Liv |
La
realidad se me erigía con perfiles amargos: estaba muy lejos mío; sin
embargo, por las noches, entre la oscuridad de la sala, resurgía llamándome
a su lado. Los otros individuos a mi alrededor sólo se limitaban a
escucharla, a seguir sus movimientos. Yo, en cambio, penetraba en su alma,
en sus más íntimas vivencias, en sus años de niña junto a los fiordos,
acostumbrada a ese viento frío tan particular que recorre la costa de su
país. ¿Oslo?
¿Cristiansand? ¿Bergen?... No me importaba dónde había nacido. Semana
a semana retornaba al mismo sitio, la misma fila, la butaca que ya conocía
el peso y las proporciones de mi cuerpo; la ¿causalidad? de encontrarla
vacía hasta el momento de mi llegada. Vuelta a ocuparla. Vuelta la
oscuridad; el hilo claro que cruzaba el espacio iluminando las impurezas
de la atmósfera; las últimas toses que venían desde el fondo, como
agolpadas en los rincones más ocultos. Por fin: ella frente a mis ojos... Generalmente
la disfrutaba más los sábados y domingos: el resto de la semana la
preocupación ante las inevitables obligaciones (pero, ¿eran finalmente
obligaciones?) no me dejaba tiempo para regresar al sitio, la fila, la
butaca, la oscuridad, el hilo claro uniendo mi atención al desarrollo de
una historia que, aunque con variantes, siempre era ella y la posibilidad
de aprehenderla en toda su fascinante verdad. Y siempre había espacio
para ratificarla en todo su esplendor al descubrirle un gesto nuevo, al
escucharle una palabra que hoy me sonaba más clara gracias a una
determinada modulación de la
voz, que tal vez se me había escapado la noche anterior como ese ademán
que recién ahora advertía, seguramente nacido de su propio sentir y no
de requerimientos externos previamente anotados o sugeridos desde una
silla ubicada tal vez entre algunos focos de luz. Sentimientos
y sensaciones se mezclaban para trazarme el camino que debiera seguir
hasta el fondo de su vida. Llorar. Reír. Amar. Caminar. Dormir. Soñar...
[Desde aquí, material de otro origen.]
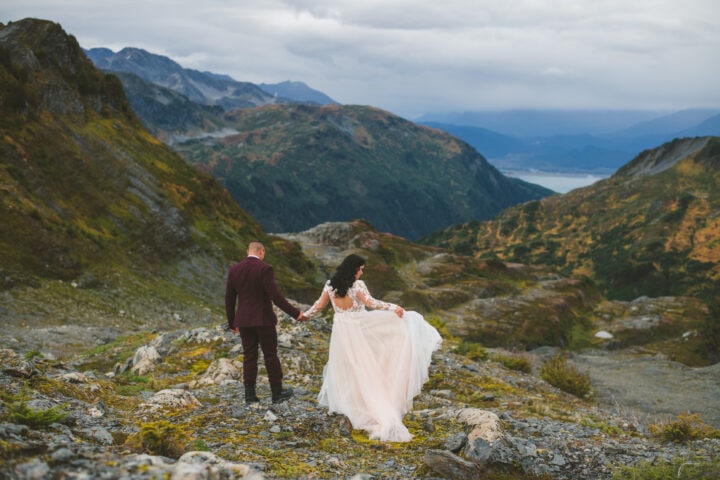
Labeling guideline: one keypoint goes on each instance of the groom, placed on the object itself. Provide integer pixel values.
(251, 285)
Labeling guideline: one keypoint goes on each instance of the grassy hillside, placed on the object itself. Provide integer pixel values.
(652, 229)
(293, 167)
(91, 199)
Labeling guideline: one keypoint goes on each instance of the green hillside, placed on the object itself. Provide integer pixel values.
(91, 198)
(294, 166)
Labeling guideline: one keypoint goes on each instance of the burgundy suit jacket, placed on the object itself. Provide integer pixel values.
(251, 286)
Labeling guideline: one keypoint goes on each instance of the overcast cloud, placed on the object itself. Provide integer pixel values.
(412, 57)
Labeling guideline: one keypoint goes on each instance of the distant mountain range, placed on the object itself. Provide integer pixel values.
(650, 229)
(571, 142)
(101, 223)
(89, 196)
(293, 165)
(206, 88)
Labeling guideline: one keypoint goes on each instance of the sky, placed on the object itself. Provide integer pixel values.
(411, 57)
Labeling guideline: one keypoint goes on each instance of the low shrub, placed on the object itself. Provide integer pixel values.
(471, 350)
(158, 438)
(558, 373)
(519, 363)
(685, 428)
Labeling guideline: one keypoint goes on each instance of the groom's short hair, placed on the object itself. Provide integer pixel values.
(255, 247)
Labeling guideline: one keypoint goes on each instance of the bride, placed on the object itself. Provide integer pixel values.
(378, 359)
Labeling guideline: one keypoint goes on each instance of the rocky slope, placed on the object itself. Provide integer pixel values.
(90, 197)
(200, 87)
(170, 404)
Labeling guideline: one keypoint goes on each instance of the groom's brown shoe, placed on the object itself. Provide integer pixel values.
(280, 394)
(250, 395)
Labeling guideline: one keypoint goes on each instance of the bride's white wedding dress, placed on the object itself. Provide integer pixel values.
(378, 362)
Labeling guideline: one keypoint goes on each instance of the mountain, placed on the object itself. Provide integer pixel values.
(650, 229)
(294, 166)
(207, 88)
(545, 123)
(669, 124)
(168, 115)
(199, 87)
(296, 92)
(573, 142)
(97, 213)
(710, 126)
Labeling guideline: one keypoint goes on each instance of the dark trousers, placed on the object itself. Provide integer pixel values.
(266, 339)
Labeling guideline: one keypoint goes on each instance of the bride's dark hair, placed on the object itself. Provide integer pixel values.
(344, 275)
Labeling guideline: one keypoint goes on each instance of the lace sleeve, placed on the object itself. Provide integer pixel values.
(364, 296)
(319, 304)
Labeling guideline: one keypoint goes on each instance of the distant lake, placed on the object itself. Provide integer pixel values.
(557, 182)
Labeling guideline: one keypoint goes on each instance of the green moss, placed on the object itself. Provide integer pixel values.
(677, 469)
(557, 372)
(158, 438)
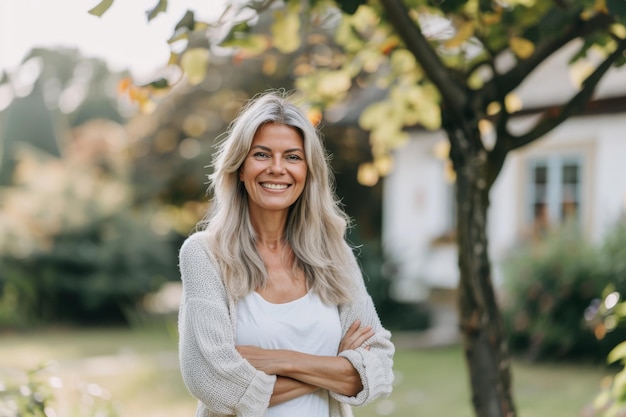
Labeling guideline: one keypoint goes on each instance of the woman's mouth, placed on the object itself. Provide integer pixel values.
(271, 186)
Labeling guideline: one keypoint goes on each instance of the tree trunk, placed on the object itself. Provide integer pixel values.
(481, 323)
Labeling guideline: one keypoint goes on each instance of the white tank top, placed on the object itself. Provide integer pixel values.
(305, 325)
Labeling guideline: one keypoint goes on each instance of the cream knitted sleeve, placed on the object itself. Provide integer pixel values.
(375, 366)
(212, 369)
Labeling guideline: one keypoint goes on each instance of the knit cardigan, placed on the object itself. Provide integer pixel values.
(224, 383)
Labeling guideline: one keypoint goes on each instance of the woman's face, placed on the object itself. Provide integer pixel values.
(274, 171)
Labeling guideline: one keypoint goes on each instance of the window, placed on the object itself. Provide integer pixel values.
(555, 191)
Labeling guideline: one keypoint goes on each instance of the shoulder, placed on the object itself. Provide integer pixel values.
(194, 244)
(195, 250)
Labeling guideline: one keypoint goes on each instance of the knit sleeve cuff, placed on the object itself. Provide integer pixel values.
(373, 377)
(256, 399)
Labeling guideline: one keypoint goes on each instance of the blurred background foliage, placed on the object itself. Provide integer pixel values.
(96, 197)
(555, 288)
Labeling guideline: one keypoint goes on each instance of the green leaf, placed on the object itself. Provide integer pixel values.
(101, 8)
(286, 31)
(194, 63)
(187, 21)
(350, 6)
(158, 84)
(616, 7)
(161, 7)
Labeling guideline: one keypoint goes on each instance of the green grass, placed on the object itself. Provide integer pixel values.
(138, 368)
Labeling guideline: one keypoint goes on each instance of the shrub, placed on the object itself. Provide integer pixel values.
(95, 274)
(72, 248)
(548, 285)
(41, 393)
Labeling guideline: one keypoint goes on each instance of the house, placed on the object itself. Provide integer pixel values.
(576, 170)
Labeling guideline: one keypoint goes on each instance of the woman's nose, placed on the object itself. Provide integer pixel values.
(276, 166)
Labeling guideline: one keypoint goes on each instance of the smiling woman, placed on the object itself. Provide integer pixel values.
(275, 319)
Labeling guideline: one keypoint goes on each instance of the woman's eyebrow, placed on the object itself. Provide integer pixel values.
(265, 148)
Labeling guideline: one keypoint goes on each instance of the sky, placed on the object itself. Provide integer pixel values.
(122, 36)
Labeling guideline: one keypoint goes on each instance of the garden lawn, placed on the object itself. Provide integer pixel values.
(138, 369)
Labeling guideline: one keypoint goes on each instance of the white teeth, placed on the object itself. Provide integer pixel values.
(274, 186)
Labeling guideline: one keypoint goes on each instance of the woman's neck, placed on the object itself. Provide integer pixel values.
(269, 229)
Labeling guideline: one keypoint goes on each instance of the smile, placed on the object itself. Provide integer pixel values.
(270, 186)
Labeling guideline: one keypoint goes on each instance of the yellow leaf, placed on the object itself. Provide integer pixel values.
(430, 116)
(194, 63)
(463, 32)
(101, 8)
(333, 83)
(367, 174)
(383, 164)
(513, 103)
(493, 108)
(372, 115)
(403, 61)
(600, 7)
(286, 31)
(521, 47)
(490, 18)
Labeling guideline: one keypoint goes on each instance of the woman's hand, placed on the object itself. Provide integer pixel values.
(355, 336)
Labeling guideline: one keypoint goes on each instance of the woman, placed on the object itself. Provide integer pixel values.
(275, 319)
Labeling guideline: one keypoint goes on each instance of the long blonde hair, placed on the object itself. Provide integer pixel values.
(316, 223)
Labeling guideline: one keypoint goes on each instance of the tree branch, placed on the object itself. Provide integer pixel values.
(453, 94)
(555, 116)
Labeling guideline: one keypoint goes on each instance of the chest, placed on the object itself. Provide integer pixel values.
(305, 324)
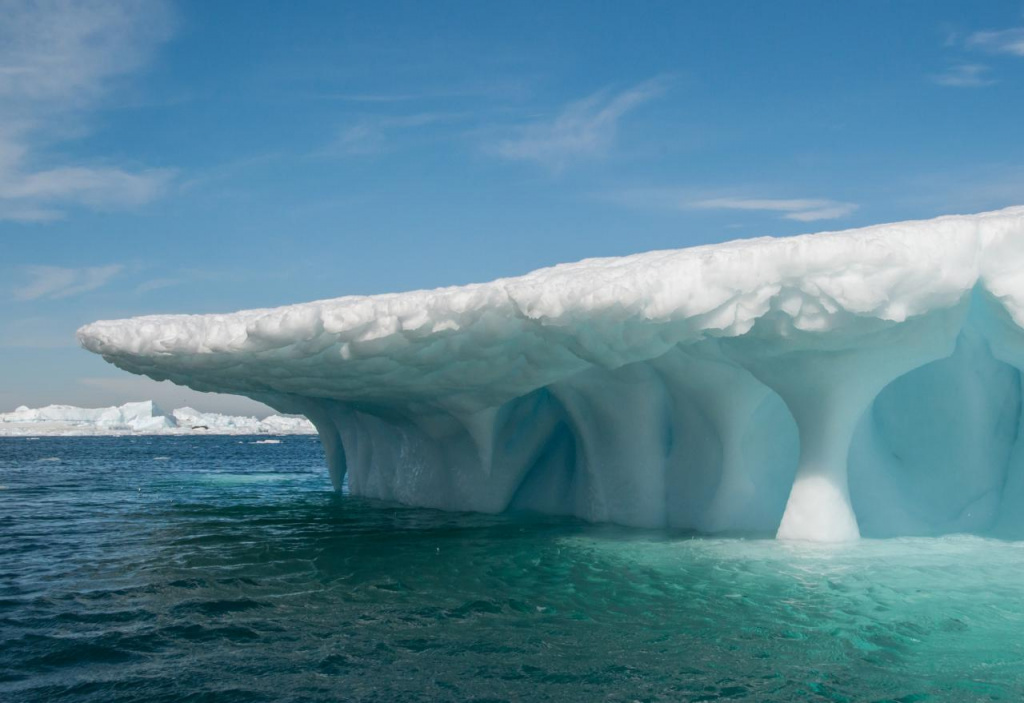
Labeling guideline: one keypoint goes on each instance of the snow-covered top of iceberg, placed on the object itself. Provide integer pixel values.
(140, 418)
(476, 346)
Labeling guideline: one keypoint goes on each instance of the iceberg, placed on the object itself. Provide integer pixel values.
(820, 387)
(140, 419)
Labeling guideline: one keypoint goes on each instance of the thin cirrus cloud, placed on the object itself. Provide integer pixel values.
(587, 128)
(52, 282)
(965, 76)
(376, 134)
(799, 209)
(998, 41)
(802, 210)
(56, 60)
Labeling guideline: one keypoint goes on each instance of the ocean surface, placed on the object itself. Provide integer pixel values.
(225, 569)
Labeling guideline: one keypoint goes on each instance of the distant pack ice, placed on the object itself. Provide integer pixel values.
(820, 386)
(139, 419)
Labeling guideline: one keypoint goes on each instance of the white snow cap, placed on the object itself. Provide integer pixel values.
(809, 385)
(482, 344)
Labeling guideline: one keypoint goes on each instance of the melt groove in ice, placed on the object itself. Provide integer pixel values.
(820, 386)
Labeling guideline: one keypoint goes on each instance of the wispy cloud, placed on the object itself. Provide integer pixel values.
(802, 210)
(55, 281)
(799, 209)
(375, 134)
(584, 129)
(998, 41)
(56, 61)
(965, 76)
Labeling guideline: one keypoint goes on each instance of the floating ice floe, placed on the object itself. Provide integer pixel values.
(820, 386)
(141, 419)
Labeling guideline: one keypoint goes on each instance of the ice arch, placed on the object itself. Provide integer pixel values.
(818, 386)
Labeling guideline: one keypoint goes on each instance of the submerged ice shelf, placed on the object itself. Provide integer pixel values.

y familiarizarme con su rostro, sus brazos, todo su cuerpo, su
pensamiento. No
me pertenecía. Pero aun así, nadie la comprendía como yo. Los
muchachos del banco solían hacer de los comentarios más variados
respecto a tal o cual rol protagonizado por ella. Hablaban de ella.
De ¡ELLA!... y yo los escuchaba desde mis biblioratos. Prefería no
hablar. Y cuando se me impetraba al respecto, eludía las preguntas
aduciendo mi “poco interés por esa actriz y sus películas”. “Rol”...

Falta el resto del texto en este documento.